Again such an approach is likely to generate high administrative costs in order to be feasible and reliable. Therefore, if we cannot mimic the first best solution with alternative taxation schemes, we would have to rely on second best market instruments. The ideal second best mechanism should create price incentives for consumers to drive fewer miles and, at the same time, buy cleaner cars. While the former decision is related to fuel use, the latter works through car price fermentations. A car tax based on the estimation of a vehicle’s Ann al emission is proposed by Zealand (1994) and Sieving (1998).
Emission rates per mile would be estimated based on car characteristics, and miles traveled could be measured by the change in the vehicle’s odometer in a given year. What makes this proposal different from the first best alternative proposed by is the lack of knowledge on each specific car’s PM. While If’s model assumes that it is possible to estimate individual PM for all car models in order to charge an emission gas tax at the fuel pump, Sieving (1998) only expects to be able to derive average PM figures.
Again, implementation may prove to be costly for the case of odometer measurement procedures. An alternative constrained optimal regulation is proposed by Nines (1996). A combination of taxes on gasoline and automobiles could be combined with a government fuel content standard. The fuel tax would be independent of individual automobiles, but the car tax would depend on auto characteristics (egg, power, size, style), fuel economy and abatement features.
Since mileage demand is highly correlated with automobile features, the automobile tax would also affect miles driven. Moreover, additional incentives could be created. In a dynamic setting, a car sale tax could be partially returned to consumers as incentive for scrapping older models according to the abbreviation of the cars useful life. For the previous mechanism, a subsidy for pollution control equipment is relatively simple to define since control equipment such as catalytic converters and filters are directly observable.
The same applies for fuel, insofar as that emissions will rise more or less proportionately with fuel consumption for a given vehicle and given driving conditions. On the other hand, a tax on car characteristics requires a erotic identification of the relationship between car characteristics and remembers. In general, market based instruments are difficult to implement and regulators wishing to apply them would have to combine tax schemes with technological and emission standards. This approach does not maximize social welfare by setting optimal levels of pollution.

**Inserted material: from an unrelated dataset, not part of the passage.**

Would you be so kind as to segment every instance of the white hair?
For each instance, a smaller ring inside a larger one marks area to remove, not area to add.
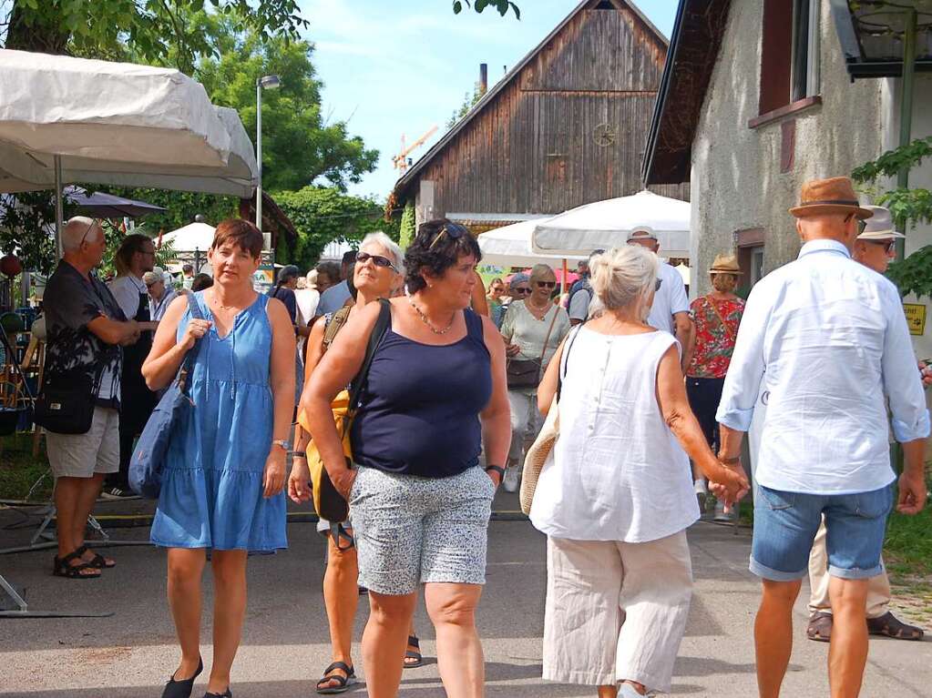
[[[66,252],[76,252],[81,247],[82,240],[93,242],[96,236],[91,235],[91,228],[96,229],[99,235],[103,235],[101,224],[92,218],[75,216],[68,219],[68,222],[62,229],[62,247]]]
[[[590,284],[606,310],[624,308],[653,289],[657,255],[638,245],[624,245],[590,262]]]
[[[382,233],[382,231],[376,231],[375,233],[370,233],[365,237],[363,238],[363,242],[359,244],[359,248],[362,249],[369,243],[375,243],[376,245],[381,245],[389,252],[389,256],[391,258],[391,263],[395,267],[395,271],[404,275],[404,252],[402,248],[398,247],[398,243],[389,237],[387,235]]]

Rather, the aim is to use pricing mechanisms to increase cost-effectiveness in achieving a certain standard compliance regarded as desirables. That is, once environmental goals are defined, economic instruments can reduce the social costs of achieving them. The rationale is rather simple. Since users face different marginal control cost schedules, pollution taxes varying directly with users’ pollution levels will make users adopt control levels up to the point where pollution control costs are equal, at the margin, to non-compliance tax costs.